You may find she needs to invest the full amount for maximum income in a diversified fixed income portfolio.
Marriot asset management is the only fund management company that focuses only on income solutions so I had a look at their offering.
As an example the Marriot High Income fund currently has a yield of 8,72%. If she kept R50 000 of emergency cash and invested R800 000, this would provide her with income of R5 800 a month.
This fund, however, has no growth assets so ideally she would only draw down 6% at most (R4 000) and re-invest the remainder to at least allow some growth of the capital so that her income can also increase each year.
As this fund invests in bonds and other variable fixed-interest instruments the capital value can fluctuate in the short-term but the focus should be on the income.
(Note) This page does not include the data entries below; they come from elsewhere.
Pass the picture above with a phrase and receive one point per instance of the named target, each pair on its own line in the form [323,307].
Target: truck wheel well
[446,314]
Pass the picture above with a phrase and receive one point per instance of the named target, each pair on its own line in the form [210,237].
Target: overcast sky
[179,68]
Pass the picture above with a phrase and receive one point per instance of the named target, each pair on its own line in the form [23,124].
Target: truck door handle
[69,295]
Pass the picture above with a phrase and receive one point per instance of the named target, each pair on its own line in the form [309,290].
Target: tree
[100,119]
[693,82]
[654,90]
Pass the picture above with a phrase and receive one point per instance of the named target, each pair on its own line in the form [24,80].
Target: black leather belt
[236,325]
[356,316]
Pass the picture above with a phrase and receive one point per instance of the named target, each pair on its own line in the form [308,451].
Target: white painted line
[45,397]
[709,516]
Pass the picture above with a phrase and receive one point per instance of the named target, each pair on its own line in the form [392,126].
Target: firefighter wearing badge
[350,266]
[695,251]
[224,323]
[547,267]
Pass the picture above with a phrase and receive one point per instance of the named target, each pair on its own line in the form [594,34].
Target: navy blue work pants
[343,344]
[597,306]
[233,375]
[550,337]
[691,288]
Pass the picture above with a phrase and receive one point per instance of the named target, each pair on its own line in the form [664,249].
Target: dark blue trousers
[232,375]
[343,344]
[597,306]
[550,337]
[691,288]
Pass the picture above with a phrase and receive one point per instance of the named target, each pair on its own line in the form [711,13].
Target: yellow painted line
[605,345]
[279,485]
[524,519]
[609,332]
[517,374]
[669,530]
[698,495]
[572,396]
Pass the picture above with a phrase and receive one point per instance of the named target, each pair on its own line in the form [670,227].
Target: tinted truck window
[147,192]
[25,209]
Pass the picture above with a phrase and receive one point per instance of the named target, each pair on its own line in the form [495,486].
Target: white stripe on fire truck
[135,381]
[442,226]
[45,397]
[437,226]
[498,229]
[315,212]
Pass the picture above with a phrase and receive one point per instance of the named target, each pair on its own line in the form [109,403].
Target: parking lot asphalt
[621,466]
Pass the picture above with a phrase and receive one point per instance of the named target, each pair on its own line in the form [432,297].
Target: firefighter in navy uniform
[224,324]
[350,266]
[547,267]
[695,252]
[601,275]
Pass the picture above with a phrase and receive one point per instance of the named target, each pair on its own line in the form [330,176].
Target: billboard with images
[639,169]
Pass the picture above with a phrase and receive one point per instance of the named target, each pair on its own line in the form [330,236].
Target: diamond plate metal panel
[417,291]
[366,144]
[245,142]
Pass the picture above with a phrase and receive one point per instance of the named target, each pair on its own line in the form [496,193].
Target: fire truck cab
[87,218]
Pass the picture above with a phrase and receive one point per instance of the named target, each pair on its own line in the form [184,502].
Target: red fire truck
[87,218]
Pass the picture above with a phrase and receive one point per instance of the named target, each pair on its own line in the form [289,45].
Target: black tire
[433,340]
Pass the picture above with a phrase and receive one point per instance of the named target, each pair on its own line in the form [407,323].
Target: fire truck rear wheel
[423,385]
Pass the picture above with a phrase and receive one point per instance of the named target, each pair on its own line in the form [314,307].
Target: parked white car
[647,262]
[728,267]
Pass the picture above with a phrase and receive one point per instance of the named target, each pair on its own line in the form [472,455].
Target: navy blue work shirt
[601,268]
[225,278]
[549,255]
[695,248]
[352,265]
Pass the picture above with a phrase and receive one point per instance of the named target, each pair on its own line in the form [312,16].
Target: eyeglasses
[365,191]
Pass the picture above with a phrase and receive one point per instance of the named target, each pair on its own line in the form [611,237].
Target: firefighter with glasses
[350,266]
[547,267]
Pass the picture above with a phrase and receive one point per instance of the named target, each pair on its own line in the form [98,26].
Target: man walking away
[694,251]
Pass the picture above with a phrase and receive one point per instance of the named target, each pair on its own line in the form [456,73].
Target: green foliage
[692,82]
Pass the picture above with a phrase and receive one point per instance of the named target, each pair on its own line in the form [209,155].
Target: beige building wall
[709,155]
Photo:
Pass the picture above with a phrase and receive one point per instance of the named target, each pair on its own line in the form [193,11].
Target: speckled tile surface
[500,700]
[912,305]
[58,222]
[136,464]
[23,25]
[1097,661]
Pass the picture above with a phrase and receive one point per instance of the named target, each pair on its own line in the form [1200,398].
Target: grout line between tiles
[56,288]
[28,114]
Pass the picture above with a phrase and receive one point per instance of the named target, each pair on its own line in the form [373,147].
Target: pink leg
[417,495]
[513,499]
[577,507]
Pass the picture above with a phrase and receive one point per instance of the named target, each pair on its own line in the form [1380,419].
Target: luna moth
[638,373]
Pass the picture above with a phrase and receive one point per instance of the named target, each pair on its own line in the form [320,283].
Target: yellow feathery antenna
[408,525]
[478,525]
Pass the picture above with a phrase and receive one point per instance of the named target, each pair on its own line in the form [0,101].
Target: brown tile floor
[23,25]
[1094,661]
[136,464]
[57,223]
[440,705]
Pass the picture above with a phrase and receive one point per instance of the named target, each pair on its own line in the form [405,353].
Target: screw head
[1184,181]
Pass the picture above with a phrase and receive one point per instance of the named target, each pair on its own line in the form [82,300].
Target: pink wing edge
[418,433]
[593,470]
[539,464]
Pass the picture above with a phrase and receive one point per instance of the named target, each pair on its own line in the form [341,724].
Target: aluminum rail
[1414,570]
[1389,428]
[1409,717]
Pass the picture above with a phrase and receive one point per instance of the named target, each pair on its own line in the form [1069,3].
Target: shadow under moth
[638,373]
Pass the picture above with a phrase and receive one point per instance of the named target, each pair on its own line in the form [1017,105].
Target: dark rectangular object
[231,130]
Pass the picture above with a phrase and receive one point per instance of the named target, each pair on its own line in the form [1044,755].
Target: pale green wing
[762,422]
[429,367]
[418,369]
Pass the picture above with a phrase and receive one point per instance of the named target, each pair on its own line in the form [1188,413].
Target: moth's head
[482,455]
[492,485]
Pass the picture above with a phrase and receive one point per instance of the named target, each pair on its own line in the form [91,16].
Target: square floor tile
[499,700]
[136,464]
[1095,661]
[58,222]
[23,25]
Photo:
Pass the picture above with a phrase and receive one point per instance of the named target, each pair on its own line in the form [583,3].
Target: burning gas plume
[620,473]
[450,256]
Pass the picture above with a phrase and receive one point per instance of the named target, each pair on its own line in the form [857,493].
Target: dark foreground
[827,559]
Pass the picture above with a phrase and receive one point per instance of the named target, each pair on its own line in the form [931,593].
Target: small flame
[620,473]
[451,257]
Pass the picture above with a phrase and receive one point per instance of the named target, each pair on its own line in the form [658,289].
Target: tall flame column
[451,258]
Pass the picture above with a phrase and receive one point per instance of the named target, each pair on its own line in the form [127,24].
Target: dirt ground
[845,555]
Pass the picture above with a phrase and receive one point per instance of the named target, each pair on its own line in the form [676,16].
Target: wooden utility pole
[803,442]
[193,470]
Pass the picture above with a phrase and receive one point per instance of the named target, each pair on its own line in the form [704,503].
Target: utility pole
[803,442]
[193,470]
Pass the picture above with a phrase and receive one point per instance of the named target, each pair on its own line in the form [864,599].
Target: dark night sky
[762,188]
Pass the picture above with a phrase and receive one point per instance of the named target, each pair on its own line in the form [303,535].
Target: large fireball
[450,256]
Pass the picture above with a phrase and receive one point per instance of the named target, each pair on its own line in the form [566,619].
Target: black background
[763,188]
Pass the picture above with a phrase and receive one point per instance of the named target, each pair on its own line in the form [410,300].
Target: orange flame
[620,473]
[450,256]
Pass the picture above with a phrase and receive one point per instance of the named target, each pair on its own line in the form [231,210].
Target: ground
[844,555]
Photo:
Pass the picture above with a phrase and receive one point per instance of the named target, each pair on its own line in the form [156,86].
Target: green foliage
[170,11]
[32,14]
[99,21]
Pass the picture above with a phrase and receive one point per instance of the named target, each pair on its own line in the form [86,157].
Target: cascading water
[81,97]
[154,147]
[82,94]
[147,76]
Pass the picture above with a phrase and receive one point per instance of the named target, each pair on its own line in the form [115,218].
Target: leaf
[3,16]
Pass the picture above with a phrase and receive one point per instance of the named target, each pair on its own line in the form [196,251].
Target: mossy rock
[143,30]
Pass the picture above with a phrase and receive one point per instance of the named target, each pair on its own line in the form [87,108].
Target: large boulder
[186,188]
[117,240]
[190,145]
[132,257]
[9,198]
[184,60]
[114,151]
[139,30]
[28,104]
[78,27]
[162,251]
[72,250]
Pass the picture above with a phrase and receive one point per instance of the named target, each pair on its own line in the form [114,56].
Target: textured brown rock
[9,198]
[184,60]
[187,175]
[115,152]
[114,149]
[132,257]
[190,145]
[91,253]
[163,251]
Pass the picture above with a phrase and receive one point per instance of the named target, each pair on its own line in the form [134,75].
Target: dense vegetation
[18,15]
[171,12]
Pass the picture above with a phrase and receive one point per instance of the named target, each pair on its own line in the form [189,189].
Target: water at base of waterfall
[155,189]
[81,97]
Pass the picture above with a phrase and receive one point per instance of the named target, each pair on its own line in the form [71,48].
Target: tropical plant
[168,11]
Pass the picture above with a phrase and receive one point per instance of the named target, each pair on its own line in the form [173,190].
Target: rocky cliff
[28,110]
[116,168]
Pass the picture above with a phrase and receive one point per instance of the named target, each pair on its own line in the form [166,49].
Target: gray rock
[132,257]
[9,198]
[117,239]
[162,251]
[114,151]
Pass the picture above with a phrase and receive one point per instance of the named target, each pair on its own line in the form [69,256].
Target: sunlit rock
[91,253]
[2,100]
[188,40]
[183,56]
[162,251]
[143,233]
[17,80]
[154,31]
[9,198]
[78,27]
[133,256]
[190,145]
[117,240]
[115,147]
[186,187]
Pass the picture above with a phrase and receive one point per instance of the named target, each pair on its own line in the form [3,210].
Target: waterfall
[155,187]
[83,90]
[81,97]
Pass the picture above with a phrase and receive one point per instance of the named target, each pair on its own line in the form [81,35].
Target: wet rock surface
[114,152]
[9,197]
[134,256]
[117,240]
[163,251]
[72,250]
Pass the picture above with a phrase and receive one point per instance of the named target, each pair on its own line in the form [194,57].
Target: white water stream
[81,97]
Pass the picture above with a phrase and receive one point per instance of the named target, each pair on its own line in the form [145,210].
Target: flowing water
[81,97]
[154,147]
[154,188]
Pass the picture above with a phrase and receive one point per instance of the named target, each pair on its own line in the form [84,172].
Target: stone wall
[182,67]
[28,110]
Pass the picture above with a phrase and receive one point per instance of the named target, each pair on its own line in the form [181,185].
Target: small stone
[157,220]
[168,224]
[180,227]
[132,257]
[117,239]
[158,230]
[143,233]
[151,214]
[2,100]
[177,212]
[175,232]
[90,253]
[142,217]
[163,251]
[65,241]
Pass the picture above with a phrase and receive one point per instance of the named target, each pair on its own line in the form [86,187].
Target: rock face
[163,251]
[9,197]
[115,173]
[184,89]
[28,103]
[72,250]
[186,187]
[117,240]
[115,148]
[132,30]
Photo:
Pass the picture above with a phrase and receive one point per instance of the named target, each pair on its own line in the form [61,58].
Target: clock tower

She could also consider a high dividend income fund, for example the Marriot Prudential Income Fund has a yield of 4,91% but has exposure to both local and offshore equities providing for some growth. In this case she could draw the full income of R3 000 a month; however ,unlike a bank deposit, the income should increase with inflation.
Her own savings:
I would agree that she should not try to save R1 000 a month but rather take a lower income from the lump sum so that it can keep up with inflation and therefore increase her income by inflation each year.
The RSA retail bond has a great interest rate but she must be comfortable locking it away for two years. If she has R50 000 of emergency money and she has no immediate need for the R200 000, then that may be a good idea. She can also withdraw the money early, although she will forfeit interest.